Utica, NY (WIBX) - The Christian Patterson murder trial entered it's fourth day in Oneida County Court today. The jury heard from five witnesses, including Patterson's neighbor, Ernest Davenport. Davenport, who described his relationship to the suspect as a "drinking and hunting buddy" said he received several text messages a few minutes after 8:00 p.m. on the night of June 6, 2011. He received the first text at 8:03 p.m.

They were from Patterson's 17-year-old son, Christian Patterson Junior, also known as "Little Chris." Davenport, who works as a trucker, says he was on a job near Syracuse at the time. After learning of the ensuing fight between Patterson and Secor, he told the jury he became concerned and decided to call Patterson at his home. He said after several attempts to try and calm him down over the phone, telling him, "Think about what you're doing." He said, "He said, 'I'm sick of that (b-expletive), I can't do this anymore.'" The he said he heard Patterson say something that scared him. "He said he was cocked and ready," he said. Davenport went on to explained to the jury during questioning that he heard Patterson say, "My guns are loaded, that he wasn't going to jail and he wasn't leaving his house." He also said he heard Patterson say that the police were on their way.

Davenport who also goes by "Mike" said that Patterson had shared some of his relationship woes with him on occasion. He said Patterson shared that he suspected that Secor was seeing someone else. He also referred to Patterson's relationship with his son as "sketchy" and that he yelled at him a lot. "They argued a lot," he added. He also told the court that Patterson would require his son to work  or help out in the house before he could play his X-Box. He said before he could continue to calm Patterson down the phone went dead. He said when he arrived home around 11:30 p.m., Knoxboro road was blocked off. After letting officials on the scene know that he lived on the street, he was instructed to go home and stay there.

During cross examination Davenport talked about Patterson's hunting skills. The defense seemed to attempt to establish that Patterson was not a very good shot. Davenport said he never saw Patterson shoot a deer during their hunting outings.

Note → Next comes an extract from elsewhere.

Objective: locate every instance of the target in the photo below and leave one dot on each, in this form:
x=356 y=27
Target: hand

Davenport said after the incident that claimed the life of Oneida County Sheriff's Deputy Kurt B. Wyman, he went to see Patterson in jail because he still considers him a friend. He said during their visit, Patterson brought up that statement and disputed that he said it. Daveport said they went back and forth about it, but maintained that he did hear him say it.

The prosecution team called five witnesses to testify today. Most were members of the Oneida County Sheriff's Office Emergency Response Team. The first witness was ERT Captain Antanavige. He was asked by defense attorney Frank Nebush if it was customary to drag these types of high-risk situations out for a long time to ensure a better outcome. He agreed that time is on their side, however he explained that the nature of law enforcement and in particularly, the work of ERT, requires improvising and adjustment as needed. He also talked about the strategies used to try and gain entry into the home to contain Patterson in the garage where he was hold up. He was also asked if he took inventory of any hazardous material that may be in the garage, to which the Captain said, "No." He also told the jury that he filed an official report about the incident about two and a half weeks later. Other officers called to testify throughout the week also told the jury that they did not file an incident report immediately. Some took time off to be with family and mourn the loss of one of their fellow officers.

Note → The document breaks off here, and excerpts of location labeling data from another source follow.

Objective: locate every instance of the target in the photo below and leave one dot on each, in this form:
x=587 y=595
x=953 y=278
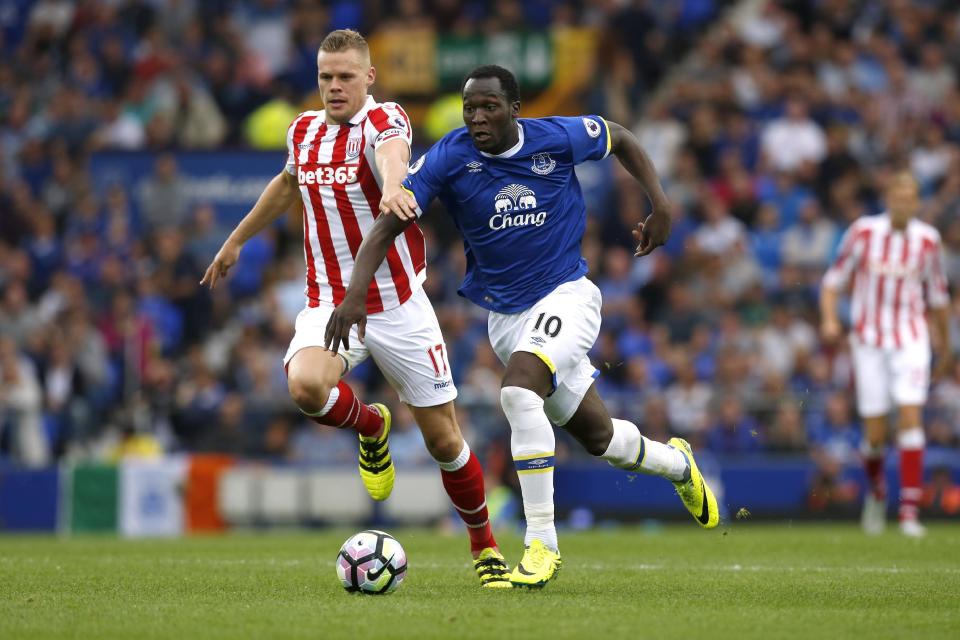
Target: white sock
x=532 y=446
x=331 y=400
x=630 y=450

It was also learned during testimony from a ballistic expert that Investigator David Nowakowsi fired three rounds from within patrol car 462 toward the garage, however none of the rounds hit the garage. It was determined that Patterson fired three rounds at the officers, however officials were only able to locate two of the shell casings. Trigger Reset Testing was also conducted on Patterson's shot gun to determine if he would have to pull the trigger each time to fire. The expert found that the suspect would have to pull the trigger each time to fire off a round.

Patterson  is facing an Aggravated Murder charge, as well as, an Assault charge for the stand-off in the Town of Augusta on Knoxboro Road. Patterson could be sentenced to life in prison without the possibility of parole. Testimony will continue in Judge Barry Donalty's court room on Monday 6, 2012.

Video showing Patterson leaving the court room during a break:

On Tuesday another high profile case is set to start right next door to Judge Donalty's court room--the trial of David Trebilcock, the Sherill man who stands accused of stabbing his then live-in girlfriend's six-year-old daughter to death.